„Das Gesamtklassement ist kein Ziel ... das könnte eine lähmende Wirkung haben“ – Lotto nimmt den Druck von Lennert Van Eetvelt

Radsport
Montag, 11 Mai 2026 um 18:00
Lennert van Eetvelt
Lennert Van Eetvelt hat bereits gezeigt, dass er mit den größten Namen beim Giro d’Italia mithalten kann, doch Lotto-Intermarché will aus einer explosiven Aktion keinen Gesamtklassement-Auftrag machen.

Lennert Van Eetvelt glänzt beim Giro d’Italia

Van Eetvelt war neben Giulio Pellizzari einer von nur zwei Fahrern, die Jonas Vingegaard folgen konnten, als der Leader von Team Visma | Lease a Bike spät auf Etappe 2 angriff.
Kurz schien es, als könnte das Trio sowohl um den Etappensieg als auch um die Maglia Rosa kämpfen, wurde jedoch innerhalb des letzten Kilometers wieder gestellt.
Nach drei Etappen liegt Van Eetvelt gesamtzehnter, nur zehn Sekunden hinter dem Führenden Guillermo Thomas Silva. Mit Adam Yates, Santiago Buitrago und Jay Vine bereits aus dem Rennen und mehreren weiteren erwarteten Anwärtern, die den Giro gar nicht erst starteten, wäre die Versuchung groß, Van Eetvelts Ziel neu zu definieren. Lotto ist dazu jedoch nicht bereit.

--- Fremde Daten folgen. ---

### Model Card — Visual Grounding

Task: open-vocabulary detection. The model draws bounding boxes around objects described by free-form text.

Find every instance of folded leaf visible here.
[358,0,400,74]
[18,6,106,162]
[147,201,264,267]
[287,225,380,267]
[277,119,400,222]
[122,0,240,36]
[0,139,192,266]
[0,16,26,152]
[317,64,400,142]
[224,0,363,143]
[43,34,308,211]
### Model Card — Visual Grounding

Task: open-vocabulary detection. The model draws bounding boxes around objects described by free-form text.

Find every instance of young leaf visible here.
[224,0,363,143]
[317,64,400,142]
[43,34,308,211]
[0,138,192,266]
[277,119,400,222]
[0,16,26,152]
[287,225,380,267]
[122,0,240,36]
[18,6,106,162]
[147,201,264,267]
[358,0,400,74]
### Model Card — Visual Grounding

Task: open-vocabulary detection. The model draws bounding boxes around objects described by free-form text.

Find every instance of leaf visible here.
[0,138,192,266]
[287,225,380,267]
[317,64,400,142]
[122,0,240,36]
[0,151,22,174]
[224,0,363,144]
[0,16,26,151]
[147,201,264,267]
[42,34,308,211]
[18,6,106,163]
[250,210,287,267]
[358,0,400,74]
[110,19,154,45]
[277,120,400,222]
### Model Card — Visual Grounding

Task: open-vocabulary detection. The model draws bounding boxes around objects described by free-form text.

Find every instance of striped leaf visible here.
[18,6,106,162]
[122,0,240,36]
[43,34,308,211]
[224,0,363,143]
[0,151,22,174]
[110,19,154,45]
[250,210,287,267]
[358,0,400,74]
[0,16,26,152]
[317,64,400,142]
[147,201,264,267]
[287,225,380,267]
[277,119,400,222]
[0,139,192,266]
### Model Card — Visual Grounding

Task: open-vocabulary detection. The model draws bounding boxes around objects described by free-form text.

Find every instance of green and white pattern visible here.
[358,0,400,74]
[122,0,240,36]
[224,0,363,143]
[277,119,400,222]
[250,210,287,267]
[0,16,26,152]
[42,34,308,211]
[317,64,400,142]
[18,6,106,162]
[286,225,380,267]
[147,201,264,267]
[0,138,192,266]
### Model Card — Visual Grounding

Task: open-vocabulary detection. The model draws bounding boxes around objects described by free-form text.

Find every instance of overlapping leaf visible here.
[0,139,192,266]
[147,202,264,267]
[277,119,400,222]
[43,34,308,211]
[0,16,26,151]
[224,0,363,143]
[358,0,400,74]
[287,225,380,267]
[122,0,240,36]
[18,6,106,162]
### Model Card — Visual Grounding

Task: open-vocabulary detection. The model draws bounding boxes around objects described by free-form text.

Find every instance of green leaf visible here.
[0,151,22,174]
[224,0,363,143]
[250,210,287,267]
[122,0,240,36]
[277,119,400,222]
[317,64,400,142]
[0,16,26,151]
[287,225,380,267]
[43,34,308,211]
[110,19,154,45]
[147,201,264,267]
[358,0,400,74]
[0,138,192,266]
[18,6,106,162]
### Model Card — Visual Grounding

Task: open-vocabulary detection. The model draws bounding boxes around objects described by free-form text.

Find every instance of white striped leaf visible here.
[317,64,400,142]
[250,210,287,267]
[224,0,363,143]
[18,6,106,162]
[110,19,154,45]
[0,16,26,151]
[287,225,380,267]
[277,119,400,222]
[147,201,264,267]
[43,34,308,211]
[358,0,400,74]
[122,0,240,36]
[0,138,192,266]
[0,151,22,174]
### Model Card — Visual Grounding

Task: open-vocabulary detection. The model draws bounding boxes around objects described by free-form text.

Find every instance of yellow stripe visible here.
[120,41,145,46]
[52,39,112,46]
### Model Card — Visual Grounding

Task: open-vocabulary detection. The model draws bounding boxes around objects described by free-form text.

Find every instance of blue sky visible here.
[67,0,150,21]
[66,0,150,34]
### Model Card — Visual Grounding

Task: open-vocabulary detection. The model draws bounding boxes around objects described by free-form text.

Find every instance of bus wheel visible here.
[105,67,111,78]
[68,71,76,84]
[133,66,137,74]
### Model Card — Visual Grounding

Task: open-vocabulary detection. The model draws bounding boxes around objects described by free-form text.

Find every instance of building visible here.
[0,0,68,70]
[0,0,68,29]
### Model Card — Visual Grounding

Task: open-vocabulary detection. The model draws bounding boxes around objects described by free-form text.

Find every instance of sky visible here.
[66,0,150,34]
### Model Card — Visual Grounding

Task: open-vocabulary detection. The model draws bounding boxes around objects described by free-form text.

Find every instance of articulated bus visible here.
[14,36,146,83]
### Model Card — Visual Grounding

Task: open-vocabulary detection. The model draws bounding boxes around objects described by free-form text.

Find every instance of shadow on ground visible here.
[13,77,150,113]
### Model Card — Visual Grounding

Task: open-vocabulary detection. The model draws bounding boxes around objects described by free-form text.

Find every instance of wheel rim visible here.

Lotto will keinen GK-Druck auf Van Eetvelt ausüben

„Wir bleiben bei unserer Position: Das GK ist keine Ambition für uns“, sagte Sportdirektor Kurt Van de Wouwer dem Het Nieuwsblad und stellte klar, dass Etappenerfolge für Team und Fahrer Priorität haben.
Diese Haltung gilt trotz des starken Auftakts des Belgiers und der veränderten GK-Konstellation. Der Massensturz auf Etappe 2 hat bereits große Namen aus dem Rennen genommen, während Van Eetvelts Fähigkeit, Vingegaard zu folgen, Lotto einen Eindruck vermittelte, was möglich wäre, sollte sich das Rennen weiter öffnen.
Van de Wouwer räumte ein, dass die Lage eine seltene Chance schaffen könnte, beharrte jedoch darauf, Van Eetvelt kein Ziel aufzubürden, das ursprünglich nicht geplant war. „Wir wollen keinen Druck auf ihn ausüben. Das könnte eine lähmende Wirkung haben“, sagte er.
Dieser Ansatz spiegelt auch Van Eetvelts übergeordnetes Giro-Ziel wider. Ein Etappensieg bleibt das zentrale Vorhaben, und seine Leistung auf Etappe 2 deutete an, dass er diesem Niveau bereits näher ist als in den Ardennen-Klassikern, als er nach einer langen Rennpause noch nach Rhythmus suchte.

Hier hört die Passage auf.